Курбатов отвечал скупо. Во время перестрелки с залегшими немцами раздалась трескотня автоматов сзади, совсем близко. Из-за деревьев, в спину бойцам, полетели трассирующие пули. Брудный крикнул: «За мной!», и взвод с винтовками наперевес кинулся из лесу в соседнюю рощу, как это было заранее намечено. Но вдруг и оттуда, навстречу бойцам, затрещали выстрелы. Кто-то упал, кто-то закричал. Люди шарахнулись в сторону и с этой минуты уже не могли остановиться. Их все время настигали трассирующие пули; немцы, стреляя, шли следом; на военном языке это зовется «на плечах».

Я спросил:

— Сколько же их было, этих автоматчиков, которые вас гнали?

Курбатов мрачно ответил:

— Не знаю, товарищ комбат.

— Может быть, дюжина? Или поменьше?

Курбатов молча смотрел вниз.

— Ступай, — сказал я.

Курбатов ушел.

Что же переживал он, мой солдат?

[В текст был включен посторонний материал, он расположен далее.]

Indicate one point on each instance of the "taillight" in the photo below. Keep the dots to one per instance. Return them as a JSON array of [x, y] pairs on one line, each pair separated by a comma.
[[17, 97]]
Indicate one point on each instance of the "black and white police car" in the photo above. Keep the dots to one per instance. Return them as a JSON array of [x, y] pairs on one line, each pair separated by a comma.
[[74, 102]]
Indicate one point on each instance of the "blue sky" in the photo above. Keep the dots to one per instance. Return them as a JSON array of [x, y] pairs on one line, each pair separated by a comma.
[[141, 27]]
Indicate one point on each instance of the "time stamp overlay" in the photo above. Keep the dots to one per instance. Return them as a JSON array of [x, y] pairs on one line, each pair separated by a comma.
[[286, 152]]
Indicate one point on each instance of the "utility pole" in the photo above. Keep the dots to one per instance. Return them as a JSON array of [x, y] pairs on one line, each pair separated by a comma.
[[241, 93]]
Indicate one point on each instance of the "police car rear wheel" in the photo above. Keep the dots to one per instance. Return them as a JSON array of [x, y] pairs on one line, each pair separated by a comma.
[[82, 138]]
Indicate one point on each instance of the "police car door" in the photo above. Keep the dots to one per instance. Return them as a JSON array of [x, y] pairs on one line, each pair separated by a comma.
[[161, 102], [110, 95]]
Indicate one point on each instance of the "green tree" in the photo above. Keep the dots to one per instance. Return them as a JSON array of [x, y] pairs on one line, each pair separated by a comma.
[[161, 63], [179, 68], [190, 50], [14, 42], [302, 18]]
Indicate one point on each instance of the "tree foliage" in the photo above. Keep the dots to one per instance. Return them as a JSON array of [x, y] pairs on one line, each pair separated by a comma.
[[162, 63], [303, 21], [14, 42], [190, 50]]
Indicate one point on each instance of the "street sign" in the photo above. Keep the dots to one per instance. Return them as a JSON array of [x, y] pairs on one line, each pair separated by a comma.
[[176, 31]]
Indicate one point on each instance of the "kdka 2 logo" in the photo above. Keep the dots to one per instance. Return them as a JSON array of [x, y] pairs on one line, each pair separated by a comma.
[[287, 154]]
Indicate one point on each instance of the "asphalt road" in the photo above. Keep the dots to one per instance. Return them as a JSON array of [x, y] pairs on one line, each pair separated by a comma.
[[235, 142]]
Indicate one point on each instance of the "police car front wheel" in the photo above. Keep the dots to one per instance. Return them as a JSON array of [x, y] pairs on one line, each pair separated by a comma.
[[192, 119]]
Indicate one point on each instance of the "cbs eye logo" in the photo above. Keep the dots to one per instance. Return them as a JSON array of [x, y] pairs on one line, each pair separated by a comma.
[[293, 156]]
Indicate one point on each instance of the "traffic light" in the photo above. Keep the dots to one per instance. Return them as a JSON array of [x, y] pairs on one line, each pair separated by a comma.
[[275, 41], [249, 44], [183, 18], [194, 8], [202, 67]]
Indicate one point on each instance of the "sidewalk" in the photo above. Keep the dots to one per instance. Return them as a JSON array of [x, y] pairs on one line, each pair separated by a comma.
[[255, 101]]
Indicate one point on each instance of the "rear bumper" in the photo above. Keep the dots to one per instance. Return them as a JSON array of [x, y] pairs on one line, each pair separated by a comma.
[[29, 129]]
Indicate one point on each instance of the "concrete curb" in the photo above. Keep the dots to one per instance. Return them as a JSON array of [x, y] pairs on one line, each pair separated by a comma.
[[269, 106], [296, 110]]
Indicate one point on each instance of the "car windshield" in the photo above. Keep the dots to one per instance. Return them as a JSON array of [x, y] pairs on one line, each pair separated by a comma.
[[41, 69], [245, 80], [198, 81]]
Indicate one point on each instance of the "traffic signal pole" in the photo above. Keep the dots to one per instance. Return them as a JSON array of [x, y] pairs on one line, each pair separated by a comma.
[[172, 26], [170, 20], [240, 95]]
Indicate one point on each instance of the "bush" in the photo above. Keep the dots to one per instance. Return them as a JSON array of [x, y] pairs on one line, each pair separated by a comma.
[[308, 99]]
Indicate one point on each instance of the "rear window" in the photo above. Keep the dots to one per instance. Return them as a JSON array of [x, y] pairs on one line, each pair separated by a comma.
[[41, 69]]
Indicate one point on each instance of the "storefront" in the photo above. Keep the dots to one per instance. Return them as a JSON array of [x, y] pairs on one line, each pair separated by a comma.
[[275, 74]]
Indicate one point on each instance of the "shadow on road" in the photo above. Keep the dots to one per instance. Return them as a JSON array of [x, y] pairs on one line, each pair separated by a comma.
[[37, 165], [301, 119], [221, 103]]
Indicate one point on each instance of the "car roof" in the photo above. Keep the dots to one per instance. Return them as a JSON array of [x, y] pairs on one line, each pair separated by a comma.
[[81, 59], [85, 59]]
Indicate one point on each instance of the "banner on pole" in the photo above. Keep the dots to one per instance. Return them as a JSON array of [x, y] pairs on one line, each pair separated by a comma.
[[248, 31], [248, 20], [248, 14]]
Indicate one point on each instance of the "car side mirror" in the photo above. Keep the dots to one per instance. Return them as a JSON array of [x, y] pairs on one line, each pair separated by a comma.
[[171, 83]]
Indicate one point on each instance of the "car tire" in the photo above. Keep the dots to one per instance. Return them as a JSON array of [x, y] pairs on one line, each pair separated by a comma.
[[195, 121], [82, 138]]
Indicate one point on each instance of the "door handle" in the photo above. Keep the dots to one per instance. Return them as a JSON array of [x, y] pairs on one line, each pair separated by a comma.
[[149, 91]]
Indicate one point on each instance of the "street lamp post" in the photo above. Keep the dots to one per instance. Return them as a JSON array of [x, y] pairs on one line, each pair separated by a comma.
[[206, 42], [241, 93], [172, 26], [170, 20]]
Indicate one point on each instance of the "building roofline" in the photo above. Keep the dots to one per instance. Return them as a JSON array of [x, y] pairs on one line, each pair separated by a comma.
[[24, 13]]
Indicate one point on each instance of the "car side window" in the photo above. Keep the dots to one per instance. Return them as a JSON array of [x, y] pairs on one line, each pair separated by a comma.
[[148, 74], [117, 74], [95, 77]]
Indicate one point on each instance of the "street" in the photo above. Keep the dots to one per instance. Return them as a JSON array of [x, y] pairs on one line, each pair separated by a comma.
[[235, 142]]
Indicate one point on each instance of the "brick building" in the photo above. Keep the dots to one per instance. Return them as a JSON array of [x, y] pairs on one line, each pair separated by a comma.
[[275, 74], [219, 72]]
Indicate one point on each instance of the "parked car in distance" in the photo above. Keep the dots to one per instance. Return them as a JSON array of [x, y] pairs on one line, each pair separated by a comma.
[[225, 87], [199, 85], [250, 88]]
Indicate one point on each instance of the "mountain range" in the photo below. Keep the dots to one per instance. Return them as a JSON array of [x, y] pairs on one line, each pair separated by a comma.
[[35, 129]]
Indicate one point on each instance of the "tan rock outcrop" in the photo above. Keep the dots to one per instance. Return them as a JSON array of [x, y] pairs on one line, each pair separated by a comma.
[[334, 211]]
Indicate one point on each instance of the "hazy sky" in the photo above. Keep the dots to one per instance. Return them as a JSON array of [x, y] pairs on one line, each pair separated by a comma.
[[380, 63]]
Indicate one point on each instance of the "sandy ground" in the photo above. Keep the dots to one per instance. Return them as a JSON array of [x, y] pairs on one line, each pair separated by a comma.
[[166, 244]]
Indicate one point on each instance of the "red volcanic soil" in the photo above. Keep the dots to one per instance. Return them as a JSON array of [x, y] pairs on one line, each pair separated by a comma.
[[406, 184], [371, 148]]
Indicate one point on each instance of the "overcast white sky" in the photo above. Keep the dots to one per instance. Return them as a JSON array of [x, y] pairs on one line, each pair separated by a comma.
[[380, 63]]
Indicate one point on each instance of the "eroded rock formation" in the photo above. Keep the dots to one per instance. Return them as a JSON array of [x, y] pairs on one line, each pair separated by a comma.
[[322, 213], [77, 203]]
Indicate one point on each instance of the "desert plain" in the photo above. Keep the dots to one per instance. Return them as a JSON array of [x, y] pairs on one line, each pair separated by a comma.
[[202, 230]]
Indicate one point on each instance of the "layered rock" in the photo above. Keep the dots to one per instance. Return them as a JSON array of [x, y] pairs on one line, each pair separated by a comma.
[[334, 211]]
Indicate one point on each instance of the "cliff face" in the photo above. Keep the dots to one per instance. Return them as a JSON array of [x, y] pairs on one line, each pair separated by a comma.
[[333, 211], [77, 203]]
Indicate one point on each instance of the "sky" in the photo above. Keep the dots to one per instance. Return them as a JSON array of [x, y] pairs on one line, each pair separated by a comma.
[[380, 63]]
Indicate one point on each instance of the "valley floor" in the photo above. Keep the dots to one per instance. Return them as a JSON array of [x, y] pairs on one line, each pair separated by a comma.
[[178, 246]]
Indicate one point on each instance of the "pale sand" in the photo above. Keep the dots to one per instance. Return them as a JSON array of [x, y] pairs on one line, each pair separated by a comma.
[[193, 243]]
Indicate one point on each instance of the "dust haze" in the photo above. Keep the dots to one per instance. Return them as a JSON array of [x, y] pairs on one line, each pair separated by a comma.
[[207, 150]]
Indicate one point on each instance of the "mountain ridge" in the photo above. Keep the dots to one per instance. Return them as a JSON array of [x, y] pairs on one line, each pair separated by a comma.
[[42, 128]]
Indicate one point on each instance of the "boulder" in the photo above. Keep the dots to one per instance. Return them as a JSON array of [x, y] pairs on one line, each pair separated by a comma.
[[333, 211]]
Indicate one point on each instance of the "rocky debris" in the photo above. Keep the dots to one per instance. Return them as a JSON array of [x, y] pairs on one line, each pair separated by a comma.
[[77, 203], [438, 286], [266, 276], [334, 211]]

Я видел: ему было стыдно.

Стыд… Задумывались ли вы над тем, что это такое? Если на войне будет убит стыд солдата, если замолкнет этот внутренний осуждающий голос, то уже никакая выучка, никакая дисциплина не скрепят армию.

Настигаемый пулями, Курбатов бежал вместе с другими. Страх кричал ему в уши:

«Ты погиб; твоя молодая жизнь пропала; тебя сейчас убьют или изуродуют, искалечат навсегда. Спасайся, прячься, беги!»

Но звучал и другой властный голос:

«Нет, остановись! Бегство — низость и позор! Тебя будут презирать, как труса! Остановись, сражайся, будь достойным сыном Родины!»

Как нужна была в момент этой отчаянной внутренней борьбы, когда чаша весов попеременно склонялась то в одну, то в другую сторону, когда душа солдата раздиралась надвое, — как нужна была в этот момент команда! Спокойный, громкий, повелительный приказ командира — это был бы приказ Родины сыну. Команда вырвала бы воина из когтей малодушия; команда мобилизовала бы не только то, что привито воинским обучением, дисциплиной, но все благородные порывы — совесть, честь, патриотизм. Брудный растерялся, упустил момент, когда мог, когда обязан был дать команду. Из-за этого взвод разбит в бою. Из-за этого честный солдат теперь стыдится посмотреть мне в глаза.

Командир взвода ответил за свою вину.

А я? Ведь за все, что совершилось и совершится в батальоне, за каждую неудачу в бою, за каждый случай бегства, за каждого командира и бойца отвечаю я. Мой взвод не исполнил боевого приказа, — значит, боевого приказа не исполнил я.

Сообщив по телефону о случившемся в штаб полка, дав требуемые разъяснения, я положил трубку и… и стал держать ответ перед беспощадным судьей — перед собственной совестью, собственным разумом.

Я обязан был доискаться: в чем моя вина? Не в том ли, что во главе взвода мною был поставлен негодный командир? Не в том ли, что я заблаговременно не понял, что он трус? Нет, это не так. Сумел же он даже после бегства, после казни перед строем вновь пробудить любовь в моем сердце, сумел показать, что в нем жива честь.

Что же там, под пулями, стряслось с ним? Почему там он забыл о долге и власти командира? Может быть, поддался трусости других? Нет, я не верил, что мои солдаты трусы. Тогда, может быть, я плохо их подготовил? Нет, и этой вины я за собой не знал.

Истина проступала, приоткрывалась уму лишь постепенно, в неотчетливых и грубых очертаниях.

Ведь еще несколько дней назад, когда я ставил лейтенантам задачу, мне подумалось: неужели немцы, как бараны, один раз, другой раз, третий раз так и будут подставлять головы под наши залпы? Но тогда я не сделал никакого вывода из этой промелькнувшей мысли; я счел противника глупее, чем он оказался.